The Independent believes party politics have triumphed over the national interest.

By trying to buy off the UKIP threat on his right flank, it warns, Mr Cameron has succeeded only in encouraging the notion that withdrawal would end all our irritations with Europe.

But the Daily Mail appears to contradict suggestions that the prime minister is becoming increasingly Euro-sceptic.

The paper's political editor Simon Walters says Mr Cameron thinks it would be "mad" for Britain to abandon the EU and is secretly backing efforts to mobilise pro-European voices within the Conservative party.

Teacher figures

The Sun says thousands of children are being taught by unqualified teachers in England.

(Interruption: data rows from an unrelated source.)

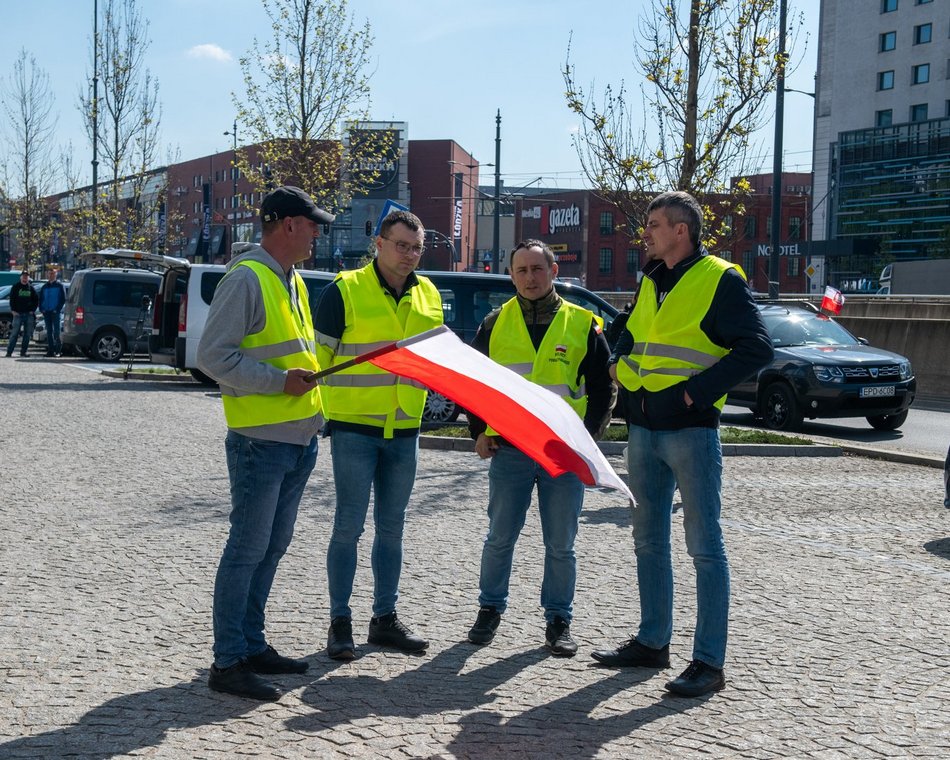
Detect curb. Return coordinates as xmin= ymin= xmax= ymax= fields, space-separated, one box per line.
xmin=102 ymin=369 xmax=198 ymax=385
xmin=419 ymin=435 xmax=844 ymax=460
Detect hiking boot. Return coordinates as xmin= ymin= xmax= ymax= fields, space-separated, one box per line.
xmin=468 ymin=607 xmax=501 ymax=644
xmin=544 ymin=615 xmax=577 ymax=657
xmin=369 ymin=612 xmax=429 ymax=652
xmin=591 ymin=639 xmax=670 ymax=668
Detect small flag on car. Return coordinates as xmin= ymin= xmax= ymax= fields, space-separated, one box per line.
xmin=821 ymin=285 xmax=844 ymax=315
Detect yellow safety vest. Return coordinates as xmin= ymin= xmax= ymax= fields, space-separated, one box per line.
xmin=323 ymin=264 xmax=442 ymax=438
xmin=485 ymin=298 xmax=594 ymax=435
xmin=617 ymin=256 xmax=742 ymax=409
xmin=221 ymin=261 xmax=321 ymax=430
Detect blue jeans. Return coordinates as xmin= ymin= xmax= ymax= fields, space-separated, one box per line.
xmin=327 ymin=430 xmax=419 ymax=620
xmin=7 ymin=311 xmax=36 ymax=356
xmin=627 ymin=425 xmax=729 ymax=668
xmin=213 ymin=430 xmax=317 ymax=668
xmin=478 ymin=446 xmax=584 ymax=623
xmin=43 ymin=311 xmax=63 ymax=354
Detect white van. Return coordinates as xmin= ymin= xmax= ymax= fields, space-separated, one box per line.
xmin=149 ymin=257 xmax=334 ymax=385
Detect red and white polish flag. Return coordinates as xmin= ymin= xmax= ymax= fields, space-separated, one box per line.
xmin=821 ymin=285 xmax=844 ymax=314
xmin=368 ymin=325 xmax=633 ymax=501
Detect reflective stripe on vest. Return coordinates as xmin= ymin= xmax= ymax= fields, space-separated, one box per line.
xmin=486 ymin=298 xmax=594 ymax=435
xmin=323 ymin=264 xmax=442 ymax=437
xmin=221 ymin=261 xmax=321 ymax=429
xmin=617 ymin=256 xmax=742 ymax=409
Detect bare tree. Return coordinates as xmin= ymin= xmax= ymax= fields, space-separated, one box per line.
xmin=233 ymin=0 xmax=393 ymax=209
xmin=80 ymin=0 xmax=166 ymax=248
xmin=2 ymin=50 xmax=56 ymax=268
xmin=562 ymin=0 xmax=801 ymax=243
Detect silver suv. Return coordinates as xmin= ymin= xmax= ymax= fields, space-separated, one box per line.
xmin=62 ymin=251 xmax=162 ymax=362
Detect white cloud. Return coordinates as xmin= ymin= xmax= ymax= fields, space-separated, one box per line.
xmin=185 ymin=43 xmax=234 ymax=63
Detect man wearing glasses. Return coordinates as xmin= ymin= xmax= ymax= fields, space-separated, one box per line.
xmin=314 ymin=211 xmax=442 ymax=660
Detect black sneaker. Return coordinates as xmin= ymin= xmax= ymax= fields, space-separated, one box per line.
xmin=247 ymin=644 xmax=310 ymax=674
xmin=544 ymin=616 xmax=577 ymax=657
xmin=666 ymin=660 xmax=726 ymax=697
xmin=468 ymin=607 xmax=501 ymax=644
xmin=369 ymin=612 xmax=429 ymax=652
xmin=208 ymin=661 xmax=283 ymax=702
xmin=590 ymin=639 xmax=670 ymax=668
xmin=327 ymin=616 xmax=356 ymax=660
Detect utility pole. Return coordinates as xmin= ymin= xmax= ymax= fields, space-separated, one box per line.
xmin=491 ymin=108 xmax=501 ymax=274
xmin=92 ymin=0 xmax=99 ymax=250
xmin=769 ymin=0 xmax=788 ymax=298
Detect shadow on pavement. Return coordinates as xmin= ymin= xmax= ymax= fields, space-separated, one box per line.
xmin=0 ymin=674 xmax=260 ymax=758
xmin=446 ymin=670 xmax=710 ymax=758
xmin=924 ymin=538 xmax=950 ymax=559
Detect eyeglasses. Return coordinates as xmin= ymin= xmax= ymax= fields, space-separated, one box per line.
xmin=380 ymin=235 xmax=426 ymax=256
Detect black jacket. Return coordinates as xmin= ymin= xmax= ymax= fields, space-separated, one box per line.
xmin=610 ymin=248 xmax=773 ymax=430
xmin=10 ymin=282 xmax=40 ymax=314
xmin=466 ymin=288 xmax=617 ymax=439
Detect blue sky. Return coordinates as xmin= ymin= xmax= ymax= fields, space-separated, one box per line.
xmin=0 ymin=0 xmax=819 ymax=187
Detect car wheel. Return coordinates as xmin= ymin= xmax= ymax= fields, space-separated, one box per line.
xmin=89 ymin=330 xmax=125 ymax=362
xmin=760 ymin=383 xmax=804 ymax=431
xmin=867 ymin=409 xmax=907 ymax=430
xmin=188 ymin=369 xmax=217 ymax=385
xmin=422 ymin=391 xmax=461 ymax=422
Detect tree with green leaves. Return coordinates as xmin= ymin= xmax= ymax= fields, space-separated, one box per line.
xmin=0 ymin=49 xmax=56 ymax=269
xmin=75 ymin=0 xmax=166 ymax=250
xmin=233 ymin=0 xmax=393 ymax=211
xmin=562 ymin=0 xmax=801 ymax=242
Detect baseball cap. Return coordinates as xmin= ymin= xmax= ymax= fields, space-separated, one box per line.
xmin=261 ymin=185 xmax=336 ymax=224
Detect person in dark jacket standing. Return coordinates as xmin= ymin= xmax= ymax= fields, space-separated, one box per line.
xmin=593 ymin=192 xmax=773 ymax=697
xmin=7 ymin=270 xmax=40 ymax=356
xmin=39 ymin=269 xmax=66 ymax=356
xmin=468 ymin=240 xmax=616 ymax=657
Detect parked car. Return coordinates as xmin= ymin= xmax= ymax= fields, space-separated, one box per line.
xmin=62 ymin=249 xmax=162 ymax=362
xmin=728 ymin=303 xmax=917 ymax=431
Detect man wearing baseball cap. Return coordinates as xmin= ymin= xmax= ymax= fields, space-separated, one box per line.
xmin=198 ymin=186 xmax=334 ymax=701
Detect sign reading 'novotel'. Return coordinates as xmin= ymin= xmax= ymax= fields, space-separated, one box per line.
xmin=755 ymin=243 xmax=801 ymax=256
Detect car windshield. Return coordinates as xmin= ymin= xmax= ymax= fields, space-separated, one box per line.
xmin=762 ymin=311 xmax=858 ymax=347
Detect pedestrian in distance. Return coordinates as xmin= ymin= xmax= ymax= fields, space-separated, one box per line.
xmin=39 ymin=269 xmax=66 ymax=356
xmin=468 ymin=240 xmax=616 ymax=657
xmin=593 ymin=192 xmax=772 ymax=697
xmin=198 ymin=186 xmax=334 ymax=700
xmin=314 ymin=211 xmax=442 ymax=660
xmin=7 ymin=269 xmax=40 ymax=356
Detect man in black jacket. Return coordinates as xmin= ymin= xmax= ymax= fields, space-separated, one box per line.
xmin=593 ymin=192 xmax=772 ymax=697
xmin=7 ymin=270 xmax=40 ymax=356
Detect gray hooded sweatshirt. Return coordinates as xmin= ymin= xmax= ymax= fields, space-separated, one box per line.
xmin=198 ymin=243 xmax=323 ymax=446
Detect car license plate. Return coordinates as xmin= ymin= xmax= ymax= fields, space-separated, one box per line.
xmin=861 ymin=385 xmax=894 ymax=398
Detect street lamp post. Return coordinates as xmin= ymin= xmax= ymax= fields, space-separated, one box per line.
xmin=224 ymin=118 xmax=237 ymax=246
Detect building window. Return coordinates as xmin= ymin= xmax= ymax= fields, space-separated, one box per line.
xmin=627 ymin=248 xmax=640 ymax=274
xmin=788 ymin=216 xmax=802 ymax=240
xmin=745 ymin=216 xmax=757 ymax=240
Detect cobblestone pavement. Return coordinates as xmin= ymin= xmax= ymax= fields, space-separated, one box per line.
xmin=0 ymin=358 xmax=950 ymax=758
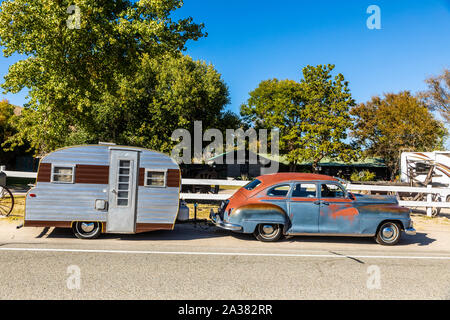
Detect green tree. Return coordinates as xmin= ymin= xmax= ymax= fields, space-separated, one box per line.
xmin=241 ymin=65 xmax=357 ymax=171
xmin=0 ymin=0 xmax=205 ymax=152
xmin=298 ymin=64 xmax=358 ymax=171
xmin=0 ymin=99 xmax=28 ymax=165
xmin=241 ymin=79 xmax=304 ymax=170
xmin=91 ymin=54 xmax=240 ymax=152
xmin=351 ymin=91 xmax=447 ymax=180
xmin=420 ymin=69 xmax=450 ymax=122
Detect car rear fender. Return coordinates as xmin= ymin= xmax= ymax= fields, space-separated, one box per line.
xmin=230 ymin=203 xmax=290 ymax=233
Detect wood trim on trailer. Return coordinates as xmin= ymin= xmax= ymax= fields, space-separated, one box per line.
xmin=24 ymin=220 xmax=72 ymax=228
xmin=75 ymin=164 xmax=109 ymax=184
xmin=136 ymin=223 xmax=173 ymax=233
xmin=36 ymin=163 xmax=181 ymax=188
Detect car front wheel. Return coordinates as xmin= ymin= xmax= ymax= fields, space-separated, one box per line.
xmin=72 ymin=221 xmax=102 ymax=239
xmin=254 ymin=224 xmax=283 ymax=242
xmin=375 ymin=221 xmax=401 ymax=246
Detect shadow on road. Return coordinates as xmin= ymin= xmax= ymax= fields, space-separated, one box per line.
xmin=282 ymin=232 xmax=436 ymax=246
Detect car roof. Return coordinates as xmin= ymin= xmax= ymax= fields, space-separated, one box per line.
xmin=256 ymin=172 xmax=339 ymax=184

It says figures obtained by a Tory MP, Andrew Griffiths, show that there are 41 primary schools and 12 secondary schools where at least 30% of the teachers are unqualified. And at 10 schools, qualified teachers are in the minority.

Air fares are now cheaper than train tickets on most of Britain's domestic routes, according to the Sunday Mirror.

It says that despite increases in Air Passenger Duty, travelling by plane is cheaper on seven out of 10 cross-country routes.

Passengers travelling from London to Manchester can save £70, and £50 between Bristol and Glasgow, it adds.

Finally, the Telegraph reports that researchers in Liverpool have discovered that reading the classics can give the brain a boost.

Using scanners, they found that prose and poetry by authors including Shakespeare, Wordsworth and TS Eliot set off more electrical activity in the brain than simpler texts.